Starway
Where AI-powered recipe discovery meets gamified engagement

The Problem
The 17-minute decision gap.
Home cooks spend an average of 17 minutes deciding what to make—more time than it takes to cook the actual meal. The friction isn't the cooking; it's the decision-making process.
Starway replaces that overwhelm with confidence through AI-driven, proactive personalization.
"It's 6 PM, I'm exhausted, and I've spent twenty minutes just scrolling for recipes instead of actually cooking."

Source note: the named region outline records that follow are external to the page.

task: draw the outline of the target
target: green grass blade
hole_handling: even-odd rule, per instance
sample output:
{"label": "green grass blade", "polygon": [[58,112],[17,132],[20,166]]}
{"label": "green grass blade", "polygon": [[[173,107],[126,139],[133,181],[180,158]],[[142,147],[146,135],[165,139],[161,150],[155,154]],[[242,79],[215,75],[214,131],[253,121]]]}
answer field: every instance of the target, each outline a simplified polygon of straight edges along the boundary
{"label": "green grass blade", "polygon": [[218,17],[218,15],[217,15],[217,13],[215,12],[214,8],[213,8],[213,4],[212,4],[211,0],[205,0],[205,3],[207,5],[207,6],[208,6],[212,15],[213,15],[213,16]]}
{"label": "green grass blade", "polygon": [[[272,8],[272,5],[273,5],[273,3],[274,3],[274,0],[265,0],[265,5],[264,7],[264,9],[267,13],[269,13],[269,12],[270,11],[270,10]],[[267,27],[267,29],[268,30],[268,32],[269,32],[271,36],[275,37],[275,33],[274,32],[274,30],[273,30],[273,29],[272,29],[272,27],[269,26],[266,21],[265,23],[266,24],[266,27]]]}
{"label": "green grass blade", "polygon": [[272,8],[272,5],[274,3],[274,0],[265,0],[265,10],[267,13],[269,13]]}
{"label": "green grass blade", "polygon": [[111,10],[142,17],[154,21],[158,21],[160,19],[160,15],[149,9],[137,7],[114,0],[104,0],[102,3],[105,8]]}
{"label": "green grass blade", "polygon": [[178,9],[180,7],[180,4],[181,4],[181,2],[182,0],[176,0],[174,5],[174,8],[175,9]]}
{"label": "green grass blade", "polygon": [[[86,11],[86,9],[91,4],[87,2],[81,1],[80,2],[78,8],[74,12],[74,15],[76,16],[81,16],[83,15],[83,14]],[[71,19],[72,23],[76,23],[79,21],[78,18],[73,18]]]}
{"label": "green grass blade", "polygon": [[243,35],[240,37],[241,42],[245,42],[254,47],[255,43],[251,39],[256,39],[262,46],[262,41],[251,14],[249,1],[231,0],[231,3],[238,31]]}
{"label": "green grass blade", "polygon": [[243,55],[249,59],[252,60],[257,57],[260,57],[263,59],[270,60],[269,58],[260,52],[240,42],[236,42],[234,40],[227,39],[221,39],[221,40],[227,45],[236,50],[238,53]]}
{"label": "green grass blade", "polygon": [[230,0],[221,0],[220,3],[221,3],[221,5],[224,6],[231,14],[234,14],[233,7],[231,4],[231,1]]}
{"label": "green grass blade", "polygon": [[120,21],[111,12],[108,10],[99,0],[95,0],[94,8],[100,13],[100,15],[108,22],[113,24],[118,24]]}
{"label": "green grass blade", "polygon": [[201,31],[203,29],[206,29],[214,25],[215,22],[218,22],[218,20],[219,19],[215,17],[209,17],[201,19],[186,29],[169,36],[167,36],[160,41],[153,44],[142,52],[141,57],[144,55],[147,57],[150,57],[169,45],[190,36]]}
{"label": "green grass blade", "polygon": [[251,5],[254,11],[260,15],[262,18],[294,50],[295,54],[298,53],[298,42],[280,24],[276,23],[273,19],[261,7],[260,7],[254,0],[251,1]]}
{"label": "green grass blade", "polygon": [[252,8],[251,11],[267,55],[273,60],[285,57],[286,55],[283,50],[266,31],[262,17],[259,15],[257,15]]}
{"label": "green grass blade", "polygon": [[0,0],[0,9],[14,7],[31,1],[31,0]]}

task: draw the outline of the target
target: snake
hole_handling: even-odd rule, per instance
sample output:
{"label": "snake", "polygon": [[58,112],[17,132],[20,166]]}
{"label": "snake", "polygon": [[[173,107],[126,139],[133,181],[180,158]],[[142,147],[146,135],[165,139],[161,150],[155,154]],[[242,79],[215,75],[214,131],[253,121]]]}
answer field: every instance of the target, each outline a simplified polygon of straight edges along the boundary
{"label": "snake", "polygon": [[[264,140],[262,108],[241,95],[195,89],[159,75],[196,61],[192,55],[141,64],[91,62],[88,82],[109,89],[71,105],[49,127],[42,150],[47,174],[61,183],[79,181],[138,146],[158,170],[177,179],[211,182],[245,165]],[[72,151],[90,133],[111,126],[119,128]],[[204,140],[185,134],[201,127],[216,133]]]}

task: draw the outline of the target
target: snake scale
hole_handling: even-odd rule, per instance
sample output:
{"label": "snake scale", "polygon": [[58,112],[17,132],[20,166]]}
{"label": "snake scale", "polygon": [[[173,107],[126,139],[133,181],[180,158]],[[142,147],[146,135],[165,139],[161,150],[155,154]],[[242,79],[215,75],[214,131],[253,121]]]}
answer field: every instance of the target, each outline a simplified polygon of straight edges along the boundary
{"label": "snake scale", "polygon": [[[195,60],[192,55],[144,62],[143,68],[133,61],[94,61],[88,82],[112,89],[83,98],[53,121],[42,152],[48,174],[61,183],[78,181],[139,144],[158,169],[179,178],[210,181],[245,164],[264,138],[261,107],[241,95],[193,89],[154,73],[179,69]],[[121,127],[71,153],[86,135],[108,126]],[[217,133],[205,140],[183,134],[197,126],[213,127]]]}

The final recipe discovery experience, optimized for kitchen ergonomics.
The Mission
Streamline: Design an end-to-end journey from inspiration to execution in under 60 seconds.
Personalize: Balance AI utility with a thumb-friendly interface that learns user proficiency.
Engage: Use gamified feedback to make routine meal prep feel like skill progression.
Research
Learning from Industry Patterns
I mapped three core patterns to the Starway experience:
Gamified Utility (Duolingo): Convert routine into progress through XP-based missions.
Predictive Personalization (Pantry Pilot): Proactive suggestions based on ingredient decay. Know before they ask.
Trust via Transparency (ChefCheck): Use AI vision to validate techniques in real time. Confidence through feedback.
Execution
Zero-Friction Workflow
The architecture is built for rapid discovery and interactive guidance. No buried menus, no nested settings. Everything is one thumb-reach away.
The underlying journey from onboarding to meal completion.
Insights
Designing for wet hands and split attention.
Gamification as Skill: XP Gain and Daily Streaks aren't just points—they reflect culinary mastery. Engagement that compounds over time.
Wait-Free Discovery: The interface generates recommendations before you type. Point your phone at the fridge, get a recipe immediately.
High-Rapport Onboarding: A conversational quiz triages intent in under 60 seconds. A tailored experience from the first interaction.
Kitchen Ergonomics: Bottom-heavy layout with gesture controls. Designed for the physical reality: hands occupied, attention split, and surfaces wet.
Evolution
From first touch to final UI.
Designing Starway required a rigorous transition from low-fidelity wireframes to high-fidelity interactions. Every component was vetted for ergonomic clarity before the visual layer was added.
01. Conversational Onboarding
01. Low Fidelity
02. Wireframe
03. Final Screen
02. Recipe Discovery
01. Low Fidelity
02. Wireframe
03. Final Screen
03. User Dashboard
01. Low Fidelity
02. Wireframe
03. Final Screen
04. Search & Exploration
01. Low Fidelity
02. Wireframe
03. Final Screen
05. Interactive Recipe Guide
01. Low Fidelity
02. Wireframe
03. Final Screen
06. Skills & Progression
01. Low Fidelity
02. Wireframe
03. Final Screen
Reflection
Meaningful Engagement
The gamification layer succeeded because it was tied to real skill progression, not arbitrary points. Engagement works best when it reflects personal growth.
Validation Thresholds
Is 60 seconds the ceiling for onboarding? I suspect users would tolerate more if the questions felt genuinely personal. This is my next testing frontier.
Contextual Design
Ergonomics is a constraint, not an afterthought. Designing for wet hands and split attention forced every layout decision to be justified by physical reality.